Issue #221 / February 2023
I was recently listening to “Hollywood” and finally recognized the connection between the “cougar that roams these parts / with a terrible engine of wrath for a heart” and P-22, the real mountain lion who was born in the mountains and crossed highways before settling in Griffith Park in Los Angeles. Beloved by Angelenos, he was famously captured on film prowling under the Hollywood sign.
As you likely know, P-22’s reign ended in December when he was euthanized after sustaining injuries when struck by a car. A celebration of his life was held last Saturday.
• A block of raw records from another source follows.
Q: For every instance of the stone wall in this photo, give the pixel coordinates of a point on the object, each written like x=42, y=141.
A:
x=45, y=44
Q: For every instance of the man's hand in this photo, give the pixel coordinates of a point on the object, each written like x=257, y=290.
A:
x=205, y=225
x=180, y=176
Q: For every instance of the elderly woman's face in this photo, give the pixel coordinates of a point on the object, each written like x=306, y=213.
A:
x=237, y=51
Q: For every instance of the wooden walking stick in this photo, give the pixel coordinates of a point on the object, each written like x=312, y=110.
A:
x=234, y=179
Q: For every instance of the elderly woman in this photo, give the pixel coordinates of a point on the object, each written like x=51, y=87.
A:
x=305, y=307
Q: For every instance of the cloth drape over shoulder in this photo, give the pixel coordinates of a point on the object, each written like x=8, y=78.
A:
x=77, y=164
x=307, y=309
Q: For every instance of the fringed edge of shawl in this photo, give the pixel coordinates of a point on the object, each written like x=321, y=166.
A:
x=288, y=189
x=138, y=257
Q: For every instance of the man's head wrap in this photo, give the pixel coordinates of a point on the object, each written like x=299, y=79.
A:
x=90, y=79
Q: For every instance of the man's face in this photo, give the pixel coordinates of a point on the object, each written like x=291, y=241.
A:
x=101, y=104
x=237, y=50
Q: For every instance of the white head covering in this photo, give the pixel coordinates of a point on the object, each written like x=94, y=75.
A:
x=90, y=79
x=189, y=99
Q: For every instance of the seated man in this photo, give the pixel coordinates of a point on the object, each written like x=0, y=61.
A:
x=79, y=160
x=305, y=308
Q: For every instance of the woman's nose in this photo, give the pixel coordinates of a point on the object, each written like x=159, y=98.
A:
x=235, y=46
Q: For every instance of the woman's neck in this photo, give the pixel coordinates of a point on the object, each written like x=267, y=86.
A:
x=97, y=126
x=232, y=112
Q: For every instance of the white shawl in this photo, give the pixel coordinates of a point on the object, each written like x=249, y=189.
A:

I became fascinated by his story and how much he meant to the city of Los Angeles – a kind of “folk hero.”
Why did P-22 become the basis for such a powerful metaphor in your song?
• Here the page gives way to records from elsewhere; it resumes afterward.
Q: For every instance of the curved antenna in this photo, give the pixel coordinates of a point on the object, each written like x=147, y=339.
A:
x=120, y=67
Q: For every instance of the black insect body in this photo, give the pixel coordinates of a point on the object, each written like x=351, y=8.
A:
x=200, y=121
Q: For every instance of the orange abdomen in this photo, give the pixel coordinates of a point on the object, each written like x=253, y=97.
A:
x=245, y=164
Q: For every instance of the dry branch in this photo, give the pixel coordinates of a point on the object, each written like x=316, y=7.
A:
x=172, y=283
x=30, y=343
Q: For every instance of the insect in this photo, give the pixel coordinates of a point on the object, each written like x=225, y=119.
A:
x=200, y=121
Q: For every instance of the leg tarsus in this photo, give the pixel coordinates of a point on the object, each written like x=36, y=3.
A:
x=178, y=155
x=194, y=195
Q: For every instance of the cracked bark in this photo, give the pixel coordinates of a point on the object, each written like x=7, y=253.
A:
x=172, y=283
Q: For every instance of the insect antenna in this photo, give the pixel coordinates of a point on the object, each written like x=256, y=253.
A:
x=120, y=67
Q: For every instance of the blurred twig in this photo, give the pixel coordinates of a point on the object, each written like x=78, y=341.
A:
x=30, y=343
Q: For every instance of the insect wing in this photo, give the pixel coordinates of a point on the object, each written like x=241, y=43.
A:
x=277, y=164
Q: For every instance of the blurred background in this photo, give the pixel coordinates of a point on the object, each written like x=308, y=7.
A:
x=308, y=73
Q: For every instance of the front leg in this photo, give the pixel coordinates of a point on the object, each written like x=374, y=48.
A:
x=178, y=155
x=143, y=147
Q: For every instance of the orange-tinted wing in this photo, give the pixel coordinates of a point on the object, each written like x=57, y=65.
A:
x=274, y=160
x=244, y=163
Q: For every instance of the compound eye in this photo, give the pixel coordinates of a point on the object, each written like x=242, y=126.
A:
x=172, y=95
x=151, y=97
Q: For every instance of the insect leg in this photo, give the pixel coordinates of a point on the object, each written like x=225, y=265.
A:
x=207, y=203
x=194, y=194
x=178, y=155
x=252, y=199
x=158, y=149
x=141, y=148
In light of his death, do you have any lines you’d like to share about this rare, wild creature?
KAT, CUYAHOGA FALLS, OHIO, USA
Dear Kat,
Susie and I had left our home in Brighton, running away from our separate and entangled sorrows, and moved to Los Angeles, renting a house high up in the hills overlooking the Griffith observatory. At night we would sit and listen to packs of coyotes yipping and howling out there in the dark, and sometimes we would see them in broad daylight skulking around the streets of the neighbourhood looking for food. We were told of a cougar that lived in Griffith Park and were awed by all this wild nature that lived within Hollywood itself.
At the time, I was just beginning to bring together the series of haunted images that would make up the album, Ghosteen. Somehow, in my mind, I saw the mountain lion and my wife as a terrifying conflation, two sorrowing, wounded creatures, each navigating the alien landscapes of their different griefs, both searching for a way back home. I wrote the words –
I’m gonna buy me house up in the hills
With a tear shaped pool and a gun that kills
Because they say there is a cougar that roams these parts
With a terrible engine of wrath for a heart
That is white and rare and full of all kinds of harm
And stalks the perimeter all day long
But at night lays trembling in my arms
These words were the first I wrote for the album. It was clear to me that in those seven tormented lines there was enough to build a record on, and this verse became the central image of the record and the ‘engine of wrat ’hthat powered through the epic song, ‘Hollywood’.
Both Susie and I were genuinely saddened to hear about the euthanising of P-22. The life and death of this magnificent beast was one of countless impossible stories that are woven into the melancholy fabric of Los Angeles. Indeed, the death of P-22 seemed to break the city’s heart, as if it had lost an essential part of its untamed and mystical soul.